VCF

VCF stands for Variant Call Format, and it is used by the 1000 Genomes project to encode structural genetic variants. See Viewing Variants for example IGV visualizations of mutation and VCF files.

  • Variant calls include SNPs, indels, and genomic rearrangements.
  • Samples may also be annotated with attribute information, including pedigree and family information. IGV uses these annotatations to group, sort, and filter samples, e.g. to group samples by population group.

A consistent color sheme is used in the variant display row, which is the top row, for files with or without geneotypes.

  • blue - minor allele frequency/fraction is known from annotation or genotype data
  • grey - minor allele frequency is not known
  • red - height is proportional to minor allele frequency

Required Extensions: .vcf, .vcf.gz

If the file is gzipped (ends with .vcf.gz), it must have an accompanying Tabix index (see below).

VCF Requirements

IGV supports VCF Version 4.

VCF data files must be indexed for viewing in IGV, either by using igvtools or by using Tabix. 

  • igvtools can be run from the command line or IGV itself (Tools>Run igvtools...)  After launching, choose the Index command and browse to your .vcf file.

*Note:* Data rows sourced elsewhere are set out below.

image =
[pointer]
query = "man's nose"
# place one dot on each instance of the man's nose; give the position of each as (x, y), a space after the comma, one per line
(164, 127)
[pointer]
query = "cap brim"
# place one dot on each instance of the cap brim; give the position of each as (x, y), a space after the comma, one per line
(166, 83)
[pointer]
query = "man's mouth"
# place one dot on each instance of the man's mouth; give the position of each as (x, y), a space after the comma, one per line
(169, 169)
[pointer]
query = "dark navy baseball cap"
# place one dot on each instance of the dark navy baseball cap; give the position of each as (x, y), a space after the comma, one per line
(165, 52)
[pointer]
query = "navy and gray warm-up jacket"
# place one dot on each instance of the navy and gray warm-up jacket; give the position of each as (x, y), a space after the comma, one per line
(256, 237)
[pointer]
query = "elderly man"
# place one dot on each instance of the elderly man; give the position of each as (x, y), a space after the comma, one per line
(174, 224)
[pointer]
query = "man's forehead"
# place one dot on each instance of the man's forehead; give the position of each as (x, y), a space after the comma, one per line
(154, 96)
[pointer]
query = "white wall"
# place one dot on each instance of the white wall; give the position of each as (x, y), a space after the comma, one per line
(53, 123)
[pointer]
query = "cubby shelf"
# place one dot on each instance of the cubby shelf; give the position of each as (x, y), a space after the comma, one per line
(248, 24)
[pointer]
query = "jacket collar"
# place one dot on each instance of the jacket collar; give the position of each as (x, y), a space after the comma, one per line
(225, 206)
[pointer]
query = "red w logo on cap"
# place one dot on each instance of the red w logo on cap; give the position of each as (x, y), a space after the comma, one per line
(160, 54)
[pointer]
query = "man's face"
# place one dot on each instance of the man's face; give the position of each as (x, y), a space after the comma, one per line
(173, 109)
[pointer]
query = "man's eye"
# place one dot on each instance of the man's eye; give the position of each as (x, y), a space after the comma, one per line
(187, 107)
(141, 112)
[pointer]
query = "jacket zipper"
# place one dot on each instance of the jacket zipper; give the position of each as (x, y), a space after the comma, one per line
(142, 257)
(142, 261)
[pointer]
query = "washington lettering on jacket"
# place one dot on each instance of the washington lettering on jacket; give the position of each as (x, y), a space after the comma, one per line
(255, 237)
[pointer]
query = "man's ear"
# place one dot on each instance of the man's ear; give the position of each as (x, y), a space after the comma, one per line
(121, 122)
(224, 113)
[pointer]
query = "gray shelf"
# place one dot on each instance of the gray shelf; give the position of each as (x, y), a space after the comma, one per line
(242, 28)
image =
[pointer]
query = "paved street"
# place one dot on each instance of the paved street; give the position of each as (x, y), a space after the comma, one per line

The index file (.idx) will be created in the same directory as the .vcf file.
    • igvtools also sorts .vcf files.
  • Tabix creates a .tbi file.  Tabix, including documentation, is available from the SamTools Web site.  

VCF Specification

Example V.4.0 File:

##fileformat=VCFv4.0
##fileDate=20090805
##source=myImputationProgramV3.1
##reference=1000GenomesPilot-NCBI36
##phasing=partial
##INFO=<ID=NS,Number=1,Type=Integer,Description="Number of Samples With Data">
##INFO=<ID=DP,Number=1,Type=Integer,Description="Total Depth">
##INFO=<ID=AF,Number=.,Type=Float,Description="Allele Frequency">
##INFO=<ID=AA,Number=1,Type=String,Description="Ancestral Allele">
##INFO=<ID=DB,Number=0,Type=Flag,Description="dbSNP membership, build 129">
##INFO=<ID=H2,Number=0,Type=Flag,Description="HapMap2 membership">
##FILTER=<ID=q10,Description="Quality below 10">
##FILTER=<ID=s50,Description="Less than 50% of samples have data">
##FORMAT=<ID=GT,Number=1,Type=String,Description="Genotype">
##FORMAT=<ID=GQ,Number=1,Type=Integer,Description="Genotype Quality">
##FORMAT=<ID=DP,Number=1,Type=Integer,Description="Read Depth">
##FORMAT=<ID=HQ,Number=2,Type=Integer,Description="Haplotype Quality">
#CHROM POS ID REF ALT QUAL FILTER INFO FORMAT NA00001 NA00002 NA00003
20 14370 rs6054257 G A 29 PASS NS=3;DP=14;AF=0.5;DB;H2 GT:GQ:DP:HQ 0|0:48:1:51,51 1|0:48:8:51,51 1/1:43:5:.,.
20 17330 . T A 3 q10 NS=3;DP=11;AF=0.017 GT:GQ:DP:HQ 0|0:49:3:58,50 0|1:3:5:65,3 0/0:41:3
20 1110696 rs6040355 A G,T 67 PASS NS=2;DP=10;AF=0.333,0.667;AA=T;DB GT:GQ:DP:HQ 1|2:21:6:23,27 2|1:2:0:18,2 2/2:35:4
20 1230237 . T . 47 PASS NS=3;DP=13;AA=T GT:GQ:DP:HQ 0|0:54:7:56,60 0|0:48:4:51,51 0/0:61:2
20 1234567 microsat1 GTCT G,GTACT 50 PASS NS=3;DP=9;AA=G GT:GQ:DP 0/1:35:4 0/2:17:2 1/1:40:3

This example shows in order:

  • A good, simple SNP
  • A possible SNP that has been filtered out because its quality is below 10
  • A site at which two alternate alleles are called, with one of them (T) being ancestral (possibly a reference sequencing error)
  • A site that is called monomorphic reference (i.e., with no alternate alleles),
  • A microsatellite with two alternative alleles, one a deletion of 3 bases (TCT), and the other an insertion of one base (A).

Genotype data are given for three samples, two of which are phased and the third unphased, with per sample genotype quality, depth, and haplotype qualities (the latter only for the phased samples) given as well as the genotypes. The microsatellite calls are unphased.